What’s Your Favorite Corner?

One day few years ago, Mark Hiney and his wife, Kari Browne, were driving their son Mateo from their apartment in Park Slope to an appointment on Flatbush Avenue. Heading up Caton, where the traffic was backed up, they turned off onto a side street to avoid it, and saw our area for the first time.

“We wondered where we’d ended up,” Mark said. “We were blown away. That same night, Kari got on Craigslist, found an apartment that had just been listed for rent, and we went and had a look at the place. More or less in a week we had moved here.”

They had already moved a few times since they first came to New York City, and each time, Mark says he thought he’d found the perfect place.

“We moved to the East Village,” he explained, “and I said, ‘Well this is it, I’m not moving, this is great. Why would you move anywhere else?’” And that was the same thing he said about each apartment they moved to, from the East Village to DUMBO to Park Slope.

“When we got here and I said that, I finally meant it,” Mark said. “Hopefully that’s it–we can say we live here now.”

For Mark to be as in love with a neighborhood as he is with Ditmas Park is no small feat. As a world-travelling cameraman who grew up in Australia, he’s seen quite a few cities and towns. After high school, deferring plans to become a geography and physical education teacher, he got a job at a local television station in the city of Orange, which is near his parents’ home and about four hours outside of Sydney. What he learned working on the news at the job was the allure of the constantly changing work environment.

“I liked being outside, being out and about,” he said. “If something was happening, even in that small town, you’d be there to cover it. You become a part of it.”

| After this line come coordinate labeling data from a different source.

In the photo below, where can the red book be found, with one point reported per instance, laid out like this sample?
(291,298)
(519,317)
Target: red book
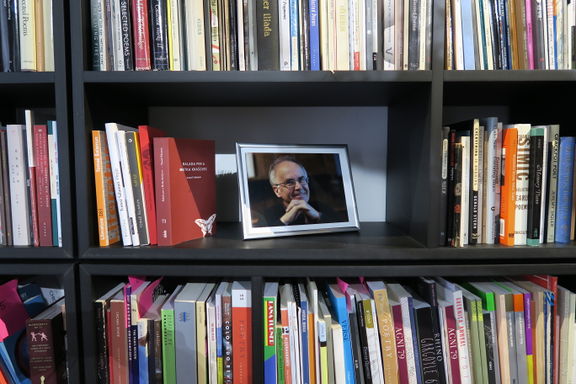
(147,134)
(400,344)
(551,284)
(43,196)
(141,36)
(242,332)
(185,183)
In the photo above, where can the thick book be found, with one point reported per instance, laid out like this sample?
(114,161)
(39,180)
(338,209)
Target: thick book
(242,331)
(270,347)
(185,189)
(565,190)
(168,338)
(108,226)
(46,345)
(508,185)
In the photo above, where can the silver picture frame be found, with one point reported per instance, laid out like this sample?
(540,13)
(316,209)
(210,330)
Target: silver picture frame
(324,182)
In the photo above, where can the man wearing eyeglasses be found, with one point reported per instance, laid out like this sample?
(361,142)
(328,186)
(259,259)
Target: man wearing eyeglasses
(290,183)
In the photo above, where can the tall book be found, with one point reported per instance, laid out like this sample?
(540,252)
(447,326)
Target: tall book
(185,189)
(108,226)
(270,347)
(20,207)
(552,181)
(522,183)
(242,331)
(508,189)
(565,189)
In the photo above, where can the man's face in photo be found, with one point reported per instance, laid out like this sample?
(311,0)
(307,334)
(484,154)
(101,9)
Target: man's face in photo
(290,182)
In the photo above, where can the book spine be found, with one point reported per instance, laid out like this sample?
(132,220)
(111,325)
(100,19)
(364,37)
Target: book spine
(228,338)
(163,200)
(43,185)
(400,345)
(168,347)
(565,185)
(553,154)
(508,189)
(268,36)
(535,188)
(19,205)
(141,35)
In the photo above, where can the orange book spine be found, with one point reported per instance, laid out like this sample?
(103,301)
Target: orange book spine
(508,188)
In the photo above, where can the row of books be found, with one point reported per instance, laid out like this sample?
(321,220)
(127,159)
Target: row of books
(151,189)
(33,334)
(419,330)
(224,35)
(26,36)
(506,184)
(194,333)
(30,211)
(510,34)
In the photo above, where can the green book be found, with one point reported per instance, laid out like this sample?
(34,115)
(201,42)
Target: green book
(168,341)
(270,316)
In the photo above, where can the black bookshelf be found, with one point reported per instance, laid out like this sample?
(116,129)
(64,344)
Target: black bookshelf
(64,276)
(46,90)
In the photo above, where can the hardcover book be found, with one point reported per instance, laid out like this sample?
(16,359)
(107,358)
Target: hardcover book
(185,189)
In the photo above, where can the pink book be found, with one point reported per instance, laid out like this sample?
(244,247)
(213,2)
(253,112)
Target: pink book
(400,346)
(146,135)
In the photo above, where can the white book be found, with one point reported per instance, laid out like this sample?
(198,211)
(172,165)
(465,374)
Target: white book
(194,31)
(338,342)
(465,197)
(284,33)
(522,184)
(55,178)
(398,293)
(452,294)
(27,34)
(175,29)
(99,35)
(389,35)
(48,24)
(116,26)
(129,193)
(17,172)
(554,148)
(111,138)
(211,345)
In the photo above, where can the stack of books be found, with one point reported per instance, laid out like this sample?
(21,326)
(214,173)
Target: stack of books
(225,35)
(30,211)
(430,330)
(26,36)
(151,189)
(509,184)
(508,34)
(196,333)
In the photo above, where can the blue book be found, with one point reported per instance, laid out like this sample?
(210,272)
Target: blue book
(340,311)
(468,35)
(314,37)
(564,193)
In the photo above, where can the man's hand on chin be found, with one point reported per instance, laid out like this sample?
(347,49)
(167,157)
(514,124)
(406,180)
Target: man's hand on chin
(298,207)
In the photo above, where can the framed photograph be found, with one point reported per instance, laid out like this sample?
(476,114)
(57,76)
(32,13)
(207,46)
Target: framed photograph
(288,190)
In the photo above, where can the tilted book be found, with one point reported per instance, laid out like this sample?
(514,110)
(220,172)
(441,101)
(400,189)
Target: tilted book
(185,189)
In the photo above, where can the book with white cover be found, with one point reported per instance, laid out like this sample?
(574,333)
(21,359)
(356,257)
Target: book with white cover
(17,172)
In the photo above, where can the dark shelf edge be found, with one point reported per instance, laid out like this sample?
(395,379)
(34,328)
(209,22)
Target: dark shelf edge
(510,76)
(26,78)
(255,76)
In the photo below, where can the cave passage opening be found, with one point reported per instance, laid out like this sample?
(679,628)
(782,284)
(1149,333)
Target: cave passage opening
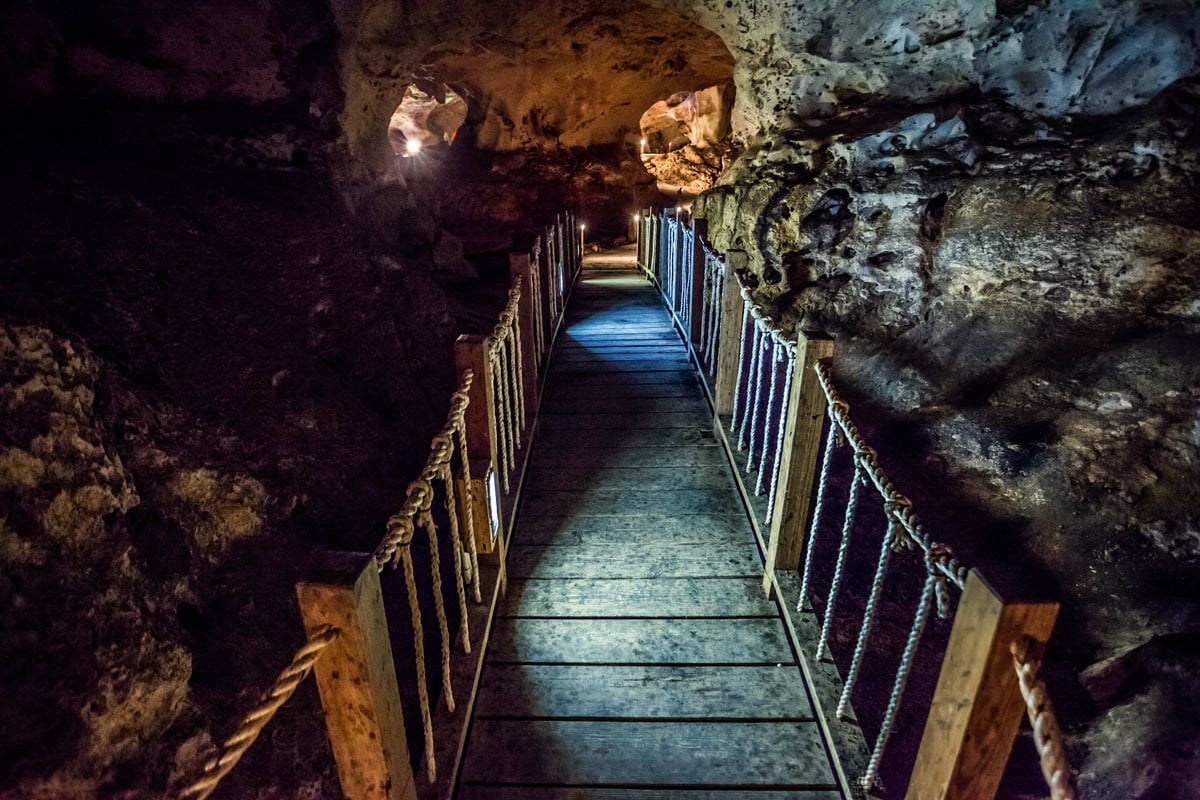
(427,116)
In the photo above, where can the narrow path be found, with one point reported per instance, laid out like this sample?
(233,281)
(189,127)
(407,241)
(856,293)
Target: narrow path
(635,655)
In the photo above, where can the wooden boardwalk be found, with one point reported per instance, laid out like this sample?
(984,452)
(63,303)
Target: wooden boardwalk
(635,655)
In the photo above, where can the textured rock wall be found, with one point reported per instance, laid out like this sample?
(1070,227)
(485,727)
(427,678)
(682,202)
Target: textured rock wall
(549,74)
(802,62)
(996,212)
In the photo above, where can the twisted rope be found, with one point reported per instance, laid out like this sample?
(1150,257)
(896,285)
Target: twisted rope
(1047,735)
(252,725)
(911,534)
(847,527)
(423,690)
(910,651)
(751,414)
(739,391)
(469,505)
(873,602)
(817,509)
(439,603)
(504,433)
(767,440)
(785,408)
(445,474)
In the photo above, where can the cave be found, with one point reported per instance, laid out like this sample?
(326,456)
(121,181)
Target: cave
(244,244)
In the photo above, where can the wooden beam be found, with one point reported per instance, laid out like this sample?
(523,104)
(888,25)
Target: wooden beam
(520,266)
(730,344)
(469,353)
(801,453)
(977,707)
(357,678)
(486,533)
(696,264)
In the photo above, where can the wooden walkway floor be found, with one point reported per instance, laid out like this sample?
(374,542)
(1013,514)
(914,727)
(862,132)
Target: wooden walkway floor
(635,655)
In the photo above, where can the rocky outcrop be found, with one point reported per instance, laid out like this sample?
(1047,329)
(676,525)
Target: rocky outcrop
(1025,293)
(89,653)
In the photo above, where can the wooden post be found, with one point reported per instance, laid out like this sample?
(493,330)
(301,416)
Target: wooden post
(678,266)
(977,705)
(469,353)
(519,265)
(696,311)
(730,344)
(801,455)
(357,678)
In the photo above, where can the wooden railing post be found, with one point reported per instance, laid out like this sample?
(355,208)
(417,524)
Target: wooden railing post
(977,705)
(730,346)
(677,254)
(471,353)
(696,310)
(357,678)
(799,457)
(520,266)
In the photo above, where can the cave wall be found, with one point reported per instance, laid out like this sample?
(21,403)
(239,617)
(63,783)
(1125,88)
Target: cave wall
(993,205)
(553,74)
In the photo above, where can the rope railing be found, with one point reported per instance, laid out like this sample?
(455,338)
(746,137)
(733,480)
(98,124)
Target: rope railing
(252,725)
(552,265)
(1047,735)
(762,419)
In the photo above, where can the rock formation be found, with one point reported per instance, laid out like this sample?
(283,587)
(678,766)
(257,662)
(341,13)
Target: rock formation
(209,353)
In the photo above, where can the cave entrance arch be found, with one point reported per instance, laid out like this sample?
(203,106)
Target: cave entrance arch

That passion for the unexpected fuels his work to this day with Thirsty Paddock Productions, his company whose name comes from a line in the Dorothea Mackellar poem, “My Country.”

“Still to this day, and it will continue until I finish, every day is different,” Mark explained. “I don’t know what I’m doing tomorrow, which is a wonder of the job.”

That varied work has taken him to every corner of the globe, living in places like Hong Kong, London, Los Angeles, and Washington D.C., to filming everywhere from Indonesia to Rawanda to North Korea. He’s seen so much, but he says he’s happy to finally lay down some roots and call Brooklyn home.

“What makes me appreciate this neighborhood is having lived in all these other places, having seen the poverty and hardship,” Mark said. “I’m thankful for every meal, for every good cup of coffee. For the life we have.”

He’s able to enjoy it all from his favorite corner of Argyle and Cortelyou, near where he lives with his family, which recently welcomed a second baby to the mix. They can see the corner from their porch, and Mark says it’s the best view in the neighborhood.

“There are always kids laughing, which is one of the best sounds in the world. Occasionally you hear a good cry or a scream,” he laughed, “but you filter that out and just hear the kids laugh, and you watch the world go by on the corner with a cup of tea out front. So we’re very lucky. We’re still pinching ourselves.”